With the widespread use of internet and the increasing popularity of mobile devices, more and more people can get online at almost anytime and anywhere. An immediate challenge facing the significant increment of online users is the support of quality of service (QoS). Over the past decade considerable efforts have been made to ensure the smooth operation of the networking systems. For example, the load balancing problems were considered by Anselmi et al. [1] and Ayesta et al. [2]. The routing problems were studied by La and Anantharam [3], Richman and Shimkin [4], Boulogne et al. [5], and Korilis et al. [6–8]. Niyato and Hossain [9] studied the practical issue such as the admission control for the wireless broadband standard.
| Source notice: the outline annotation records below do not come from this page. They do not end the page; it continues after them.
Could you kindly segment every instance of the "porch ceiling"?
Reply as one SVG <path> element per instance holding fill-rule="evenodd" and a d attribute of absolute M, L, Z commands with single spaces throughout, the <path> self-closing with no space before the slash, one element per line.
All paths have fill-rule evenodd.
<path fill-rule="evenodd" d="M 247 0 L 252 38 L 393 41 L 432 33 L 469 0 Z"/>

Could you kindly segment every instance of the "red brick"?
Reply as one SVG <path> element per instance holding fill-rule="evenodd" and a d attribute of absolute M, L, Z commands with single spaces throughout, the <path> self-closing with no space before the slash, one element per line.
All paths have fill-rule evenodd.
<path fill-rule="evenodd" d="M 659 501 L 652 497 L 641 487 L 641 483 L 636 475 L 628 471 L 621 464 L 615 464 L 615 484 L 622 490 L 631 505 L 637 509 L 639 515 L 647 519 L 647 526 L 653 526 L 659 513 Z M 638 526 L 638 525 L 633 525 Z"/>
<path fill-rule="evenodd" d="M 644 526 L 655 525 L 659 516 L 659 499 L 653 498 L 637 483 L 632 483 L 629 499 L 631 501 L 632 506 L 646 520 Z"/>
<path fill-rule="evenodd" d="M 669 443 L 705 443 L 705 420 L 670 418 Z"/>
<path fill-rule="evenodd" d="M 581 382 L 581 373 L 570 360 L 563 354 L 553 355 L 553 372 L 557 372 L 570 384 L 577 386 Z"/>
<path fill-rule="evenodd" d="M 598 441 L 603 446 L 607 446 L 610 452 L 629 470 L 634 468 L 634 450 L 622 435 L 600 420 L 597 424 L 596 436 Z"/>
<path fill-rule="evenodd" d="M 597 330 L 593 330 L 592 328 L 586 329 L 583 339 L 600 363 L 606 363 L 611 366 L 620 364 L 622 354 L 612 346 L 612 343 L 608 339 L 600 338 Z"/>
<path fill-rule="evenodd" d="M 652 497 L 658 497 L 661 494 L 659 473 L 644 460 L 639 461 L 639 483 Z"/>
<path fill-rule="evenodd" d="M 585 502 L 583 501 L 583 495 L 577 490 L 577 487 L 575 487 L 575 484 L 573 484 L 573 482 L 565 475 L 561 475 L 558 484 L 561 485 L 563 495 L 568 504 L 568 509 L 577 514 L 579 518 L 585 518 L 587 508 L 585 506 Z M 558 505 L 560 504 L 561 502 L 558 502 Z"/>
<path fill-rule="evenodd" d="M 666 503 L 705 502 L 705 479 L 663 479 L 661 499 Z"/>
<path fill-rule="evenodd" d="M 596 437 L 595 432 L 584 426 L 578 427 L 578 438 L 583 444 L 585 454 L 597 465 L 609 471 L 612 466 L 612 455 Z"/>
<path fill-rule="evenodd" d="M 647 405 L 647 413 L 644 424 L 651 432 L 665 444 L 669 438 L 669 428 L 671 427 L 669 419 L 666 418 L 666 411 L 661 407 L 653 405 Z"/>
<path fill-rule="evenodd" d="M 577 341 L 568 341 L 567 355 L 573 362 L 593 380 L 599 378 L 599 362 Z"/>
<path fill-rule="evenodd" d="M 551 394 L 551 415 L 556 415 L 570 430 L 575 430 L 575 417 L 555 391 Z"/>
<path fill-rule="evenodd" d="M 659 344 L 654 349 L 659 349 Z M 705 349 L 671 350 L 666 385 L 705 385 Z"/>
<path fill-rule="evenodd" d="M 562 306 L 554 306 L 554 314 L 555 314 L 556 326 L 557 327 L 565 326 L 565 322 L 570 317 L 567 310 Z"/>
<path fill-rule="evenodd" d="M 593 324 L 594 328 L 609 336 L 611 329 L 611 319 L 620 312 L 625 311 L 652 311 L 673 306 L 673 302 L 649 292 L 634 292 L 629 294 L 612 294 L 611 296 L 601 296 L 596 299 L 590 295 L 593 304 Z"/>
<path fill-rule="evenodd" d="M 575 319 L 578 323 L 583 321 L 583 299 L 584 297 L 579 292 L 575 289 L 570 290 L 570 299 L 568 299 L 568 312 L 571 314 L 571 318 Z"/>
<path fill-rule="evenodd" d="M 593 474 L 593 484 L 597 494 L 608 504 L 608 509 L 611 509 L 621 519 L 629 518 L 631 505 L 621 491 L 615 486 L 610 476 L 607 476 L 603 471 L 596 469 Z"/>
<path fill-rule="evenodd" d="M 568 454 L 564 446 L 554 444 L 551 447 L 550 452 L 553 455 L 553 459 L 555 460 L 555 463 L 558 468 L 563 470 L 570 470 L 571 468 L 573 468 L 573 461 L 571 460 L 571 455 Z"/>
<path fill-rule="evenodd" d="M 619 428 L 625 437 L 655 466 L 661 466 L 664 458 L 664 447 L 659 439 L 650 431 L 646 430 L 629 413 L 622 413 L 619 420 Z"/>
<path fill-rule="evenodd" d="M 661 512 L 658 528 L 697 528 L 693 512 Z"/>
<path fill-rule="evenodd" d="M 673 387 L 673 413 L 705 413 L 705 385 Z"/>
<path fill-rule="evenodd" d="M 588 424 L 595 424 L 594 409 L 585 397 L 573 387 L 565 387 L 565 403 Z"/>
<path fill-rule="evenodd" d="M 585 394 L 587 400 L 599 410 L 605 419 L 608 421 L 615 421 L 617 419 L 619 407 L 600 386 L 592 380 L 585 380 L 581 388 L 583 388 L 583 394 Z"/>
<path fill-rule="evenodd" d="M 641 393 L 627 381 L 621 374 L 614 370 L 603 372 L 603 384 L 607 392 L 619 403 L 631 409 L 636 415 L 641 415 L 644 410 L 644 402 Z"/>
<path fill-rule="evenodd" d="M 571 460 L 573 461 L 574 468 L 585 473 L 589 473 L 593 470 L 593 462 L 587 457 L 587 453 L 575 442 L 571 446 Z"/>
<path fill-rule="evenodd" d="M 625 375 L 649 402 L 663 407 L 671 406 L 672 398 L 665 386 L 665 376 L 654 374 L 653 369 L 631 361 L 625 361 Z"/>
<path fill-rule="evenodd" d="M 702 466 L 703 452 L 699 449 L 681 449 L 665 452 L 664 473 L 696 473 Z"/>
Ganesh et al. [10] and Yaïche et al. [11] considered the pricing issues. In modeling the networking problems, quite often the bandwidth availability is the main concern and has its role in the associated performance measure. The network system quantifies the results caused by different operation scenarios and seeks the approach leading to the greatest benefits in some sense. Since the benefit of any network user inevitably involves that of other users, its evaluation is mostly carried out in the context of game theory. In the survey paper Altman et al. collected a long list of networking models based on game theoretic formulation. Interested readers are referred to [12] and the rich reference therein.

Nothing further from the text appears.